Наметанный взгляд автора «Философии мифа» ясно опознавал во всем этом какую-то «структуру» – за этим совпадением должно было что-то скрываться. Нависшая вчера над домом еврейского банкира луна на что-то определенно намекала, определенно наводила на какую-то мысль…
Шеллинг потер виски.
Ну, конечно же! Пасхальная и Вальпургиева ночи – это ночи-антагонисты, но в то же время и ночи-близнецы! Они смотрятся друг в друга как в зеркало: сгущающийся мрак Вальпургиевой ночи симметричен предрассветным сумеркам ночи Пасхальной!
Два эти противопоставленные друг другу мифа глубоко увязаны между собой. Они перемигиваются друг с другом в культуре, они задают друг друга в метаистории. Но иногда они оказываются способны вписаться в какую-то причудливую календарную химеру, позволяющую их некоторым дополнительным образом отождествить.
Вчерашнее астрономическое совпадение определенно на что-то намекало, создавало возможность какого-то культурного эффекта, какого-то религиозного события, представляло собой некий натурфилософский этюд.
В пасхальную ночь он попросил знамения – и вот его получил!
В этом – 1836 году Пасхальная и Вальпургиева ночи выстроились друг перед другом словно как в каком-то брачном танце… Они оказались в этом году как бы приурочены друг к другу. Вот именно – приурочены. Как это там у Гете?
Пока трудно сказать, можно ли будет сварить из этих ингредиентов какой-то глинтвейн, но само по себе любопытно!
2 (14) мая
Москва
29 апреля, по завершению месячного траура по матери, Пушкин выехал из Петербурга в Москву. 1 мая он заночевал в Твери и под самый вечер 2-го подкатил ко двору своего давнего друга Павла Воиновича Нащокина.
Пушкин был знаком с ним еще по Царскому селу, но по-настоящему сблизился в 1826 году после Михайловской ссылки. Они жили в Москве несколько лет на одной квартире, секретов друг от друга не держали и наиболее щекотливые из них завели себе в обычай обсуждать в бане. Обычно ходили они в Лепехинские бани у Смоленского рынка. Считали, что тут в отдельных кабинках их никто никогда не подслушает.
Нащокин долгое время бедствовал, так как в наказание за легкомысленный образ жизни был лишен своей доли родительского наследства. Однако в прошлом году он очень крупно выиграл в карты, снял добротный дом в Воротниковском переулке и устроился с шиком.
Хозяина на месте не оказалось, и Пушкина радушно встретила жена Нащокина – Вера Александровна.

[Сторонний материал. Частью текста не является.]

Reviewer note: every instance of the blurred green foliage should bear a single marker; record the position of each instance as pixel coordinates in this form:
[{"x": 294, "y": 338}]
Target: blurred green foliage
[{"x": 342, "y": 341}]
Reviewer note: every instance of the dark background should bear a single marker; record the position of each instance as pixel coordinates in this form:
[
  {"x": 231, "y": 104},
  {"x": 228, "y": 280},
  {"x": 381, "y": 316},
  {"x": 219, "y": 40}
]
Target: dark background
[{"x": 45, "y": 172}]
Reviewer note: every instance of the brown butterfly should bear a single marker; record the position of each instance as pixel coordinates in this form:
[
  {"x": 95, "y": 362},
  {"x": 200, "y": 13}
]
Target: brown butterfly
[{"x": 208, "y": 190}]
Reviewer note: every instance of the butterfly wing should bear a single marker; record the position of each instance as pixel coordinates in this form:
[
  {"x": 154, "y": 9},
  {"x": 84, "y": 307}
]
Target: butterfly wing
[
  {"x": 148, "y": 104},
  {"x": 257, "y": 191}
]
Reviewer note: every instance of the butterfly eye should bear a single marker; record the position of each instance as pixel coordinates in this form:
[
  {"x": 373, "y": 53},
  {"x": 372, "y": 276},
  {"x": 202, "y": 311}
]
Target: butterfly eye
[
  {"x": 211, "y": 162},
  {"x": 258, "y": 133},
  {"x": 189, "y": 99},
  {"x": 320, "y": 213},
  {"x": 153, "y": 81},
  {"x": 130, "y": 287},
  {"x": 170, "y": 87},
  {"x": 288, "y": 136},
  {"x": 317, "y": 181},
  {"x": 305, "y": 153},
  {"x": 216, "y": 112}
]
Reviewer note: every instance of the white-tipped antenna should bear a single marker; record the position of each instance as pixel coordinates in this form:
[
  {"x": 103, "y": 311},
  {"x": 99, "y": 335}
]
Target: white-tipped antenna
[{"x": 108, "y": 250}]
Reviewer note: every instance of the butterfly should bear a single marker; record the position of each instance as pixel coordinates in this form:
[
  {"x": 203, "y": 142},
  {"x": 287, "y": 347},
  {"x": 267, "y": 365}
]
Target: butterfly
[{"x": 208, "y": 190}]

В ожидании друга Пушкин принялся рассказывать ей о похоронах матери, поведал, что и сам сделал взнос в Святогорский монастырь, чтобы и его поблизости погребли.
– Видели бы вы, Вера Александровна, какая там земля, чистый песчаник, ни червей, ни сырости, в такую где еще ляжешь? Вот бы нам с супругом вашим там упокоиться.
Вера Александровна расстроилась от этих слов.
– Что вы, Александр Сергеевич, все о смерти, да о смерти? Не о чем еще помечтать? И в стихах об этом размышляете, «грядущей смерти годовщину» все предугадываете, и землю вот выбираете…
– Верно. Какое-то зловещее любопытство донимает меня… – задумчиво произнес Пушкин, но поглядев на побледневшую Веру Александровну, воскликнул:
– Да полно вам, Вера Александровна, не волнуйтесь же вы так!
Вскочив, он налил ей из графина воды.
– Вот попейте, я не так выразился… Я просто надеюсь, что когда-нибудь вы с Нащокиным приедете в Михайловское, и мы там все вместе заживем. А жить мы будем долго, в этом не сомневайтесь!
Однако Вера Александровна до конца Пушкину не поверила, и разговор их Павлу Воиновичу пересказала, как только тот вернулся домой.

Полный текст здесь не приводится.